1935: Robert Cazaux (29) in a Bugatti T35B, won at Sézanne, France. On a climb of honor his car overturned and he was killed.
1951: Driving a Studebaker, Frank Mundy won the 100-mile NASCAR Grand National event on a Saturday night at Columbia Speedway in South Carolina. It was the first NASCAR Grand National event to be staged under the lights, Mundy’s first career NASCAR Grand National victory, and the first win for the Studebaker nameplate.
1968: Donnie Allison roared to his first triumph in NASCAR’s premier series, finishing two laps ahead of his brother Bobby at North Carolina Motor Speedway in Rockingham (US). Donnie Allison took command of the Carolina 500 when Darel Dieringer retired with engine failure, leading the final 129 laps. James Hylton finished third, six laps off the pace. Richard Brickhouse, making his first Cup start, took fourth, an amazing 30 laps down.
1985: Michele Alboreto in a Ferrari 156/85 won the Canadian Grand Prix in Montreal.
1996: Jeff Gordon rolled to his fifth win of the season at Pocono, Tennessee (US). Dale Earnhardt finished 32nd, but still led the championship race by 52 points over Terry Labonte.

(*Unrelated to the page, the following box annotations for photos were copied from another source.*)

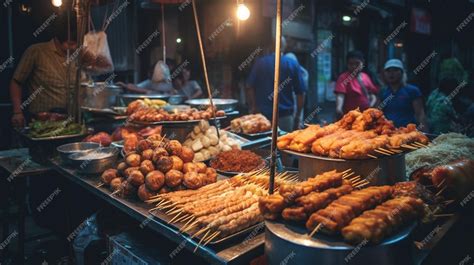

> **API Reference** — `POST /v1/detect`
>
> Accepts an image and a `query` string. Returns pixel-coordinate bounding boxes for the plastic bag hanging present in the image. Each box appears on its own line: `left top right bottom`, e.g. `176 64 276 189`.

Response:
151 60 171 83
83 31 114 75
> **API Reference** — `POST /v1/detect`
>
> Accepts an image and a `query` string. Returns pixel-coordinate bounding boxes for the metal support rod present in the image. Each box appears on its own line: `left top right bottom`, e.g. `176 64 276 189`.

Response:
192 0 220 138
268 0 281 194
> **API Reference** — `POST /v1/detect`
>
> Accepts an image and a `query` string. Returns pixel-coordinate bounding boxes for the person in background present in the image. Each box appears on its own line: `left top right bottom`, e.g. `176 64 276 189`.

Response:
334 51 378 118
246 37 307 131
116 61 174 95
378 59 428 131
10 14 87 128
173 66 203 99
426 58 467 134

1996: The Canadian Grand Prix at Circuit Gilles Villeneuve was won by Damon Hill driving a Williams-Renault FW18, ahead of home hero Jacques Villeneuve, Gilles’ son. Michael Schumacher started from the back of the grid, as his crew were still working on his car as the field set off on the warm-up lap. This started a run of mechanical problems for the reigning double World Champion.
2007: Australian Troy Critchley, 36, was driving in a charity event in Selmer, Tennessee, on Saturday, when his drag racing car skidded off the road and into hundreds of spectators, who were not protected by guard rails. Two girls aged 15 and one aged 17 were among the six killed as Critchley performed an “exhibition burnout” – when a drag racer spins his tyres to make them heat up and smoke – at a Cars for Kids charity event.Up to 18 more were injured in the collision, which sent bodies `”flying into the air”, said Selmer Police Chief Neal Burks. In 2008 an indictment was unsealed charging Troy Critchley (38) with 6 counts of vehicular homicide and 22 counts of reckless aggravated assault.